O PSB do governador de Pernambuco, Eduardo Campos, nega que o partido queira mais ministérios, além dos dois que já controla - Integração Nacional e Portos. “Se a gente fosse querer, íamos pedir logo uns vinte”, provocou o governador do Ceará, Cid Gomes (PSB), que almoçou na quinta-feira com Dilma.

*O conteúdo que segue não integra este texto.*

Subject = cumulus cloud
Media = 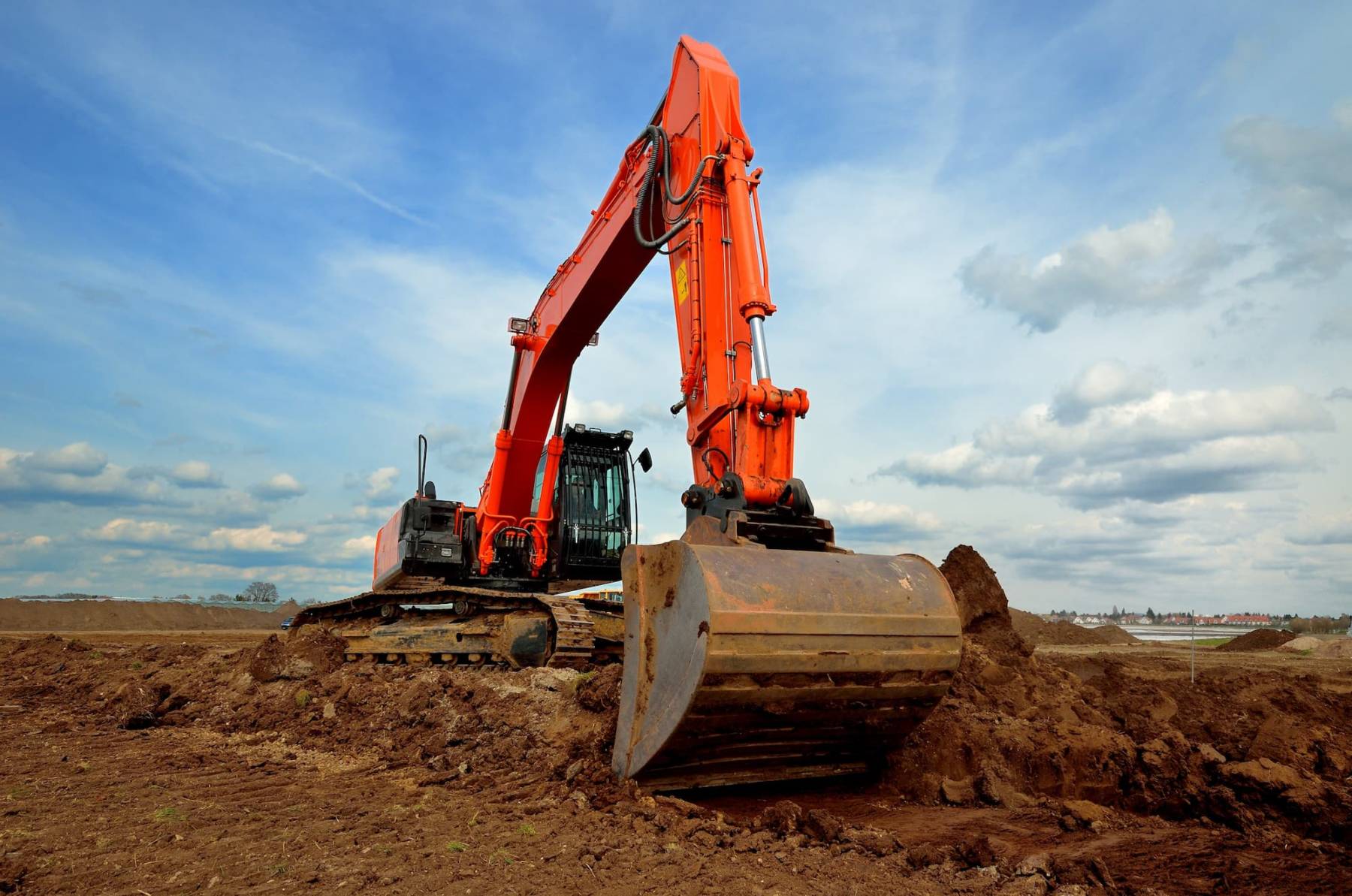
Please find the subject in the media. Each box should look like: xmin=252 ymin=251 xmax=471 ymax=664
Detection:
xmin=1225 ymin=101 xmax=1352 ymax=282
xmin=423 ymin=424 xmax=493 ymax=475
xmin=1286 ymin=514 xmax=1352 ymax=546
xmin=880 ymin=369 xmax=1333 ymax=507
xmin=89 ymin=516 xmax=179 ymax=546
xmin=958 ymin=208 xmax=1242 ymax=333
xmin=1051 ymin=361 xmax=1163 ymax=423
xmin=365 ymin=466 xmax=399 ymax=499
xmin=814 ymin=499 xmax=941 ymax=543
xmin=198 ymin=523 xmax=307 ymax=551
xmin=0 ymin=442 xmax=165 ymax=505
xmin=169 ymin=461 xmax=225 ymax=488
xmin=564 ymin=396 xmax=632 ymax=430
xmin=338 ymin=535 xmax=376 ymax=557
xmin=249 ymin=473 xmax=306 ymax=502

Um dia antes, Campos também conversou com ela. Em jantar no Palácio da Alvorada, o governador e presidente do PSB jurou fidelidade a Dilma e disse que o projeto de poder do partido é para 2018. Nos bastidores, porém, ele se posiciona para a disputa de 2014.
O PT fechou acordo que garante ao PMDB a presidência da Câmara e do Senado, a partir de fevereiro de 2013. Agora, o deputado Júlio Delgado (PSB-MG) quer se lançar candidato alternativo à sucessão na Câmara, contra o líder do PMDB, Henrique Eduardo Alves (RN). No Senado, o nome apresentado pelo PMDB é o de Renan Calheiros (AL), que em 2007 teve de renunciar à presidência da Casa, no rastro de denúncias de irregularidades.
Embora Campos tenha dito a Dilma que não definiu nada com Delgado, a dúvida em relação à estratégia do governador é constante no Planalto. “Eduardo Campos virou uma espécie de José Dirceu. Parece que está por trás de tudo”, ironizou um ministro, numa referência ao ex-todo-poderoso chefe da Casa Civil, hoje réu no processo do mensalão.
O PSB derrotou o PT em Belo Horizonte, Recife, Fortaleza e Campinas. Conquistou 440 prefeituras e foi o partido que mais cresceu, proporcionalmente, em relação às eleições municipais de 2008, dando um salto de 42%. O PT elegeu 633 prefeitos e o PMDB, 1.025.
“É claro que, após qualquer evento político, é hora de discutir a relação”, admitiu o governador da Bahia, Jaques Wagner (PT). “Houve estresse com o PMDB na Bahia e o PSB é um partido bastante cobiçado pela oposição, que quer rachar a base aliada. Mas, enquanto eles batem bumbo, nós vamos de berimbau. Tentamos sempre achar o caminho do meio.”
Pelo menos seis ministros do PT são pré-candidatos a governos de Estado, em 2014, mas nenhum deles deve deixar a Esplanada agora.
Na Casa Civil, a tendência é que Gleisi Hoffmann (PT), citada para concorrer à sucessão no Paraná, continue no cargo por mais algum tempo.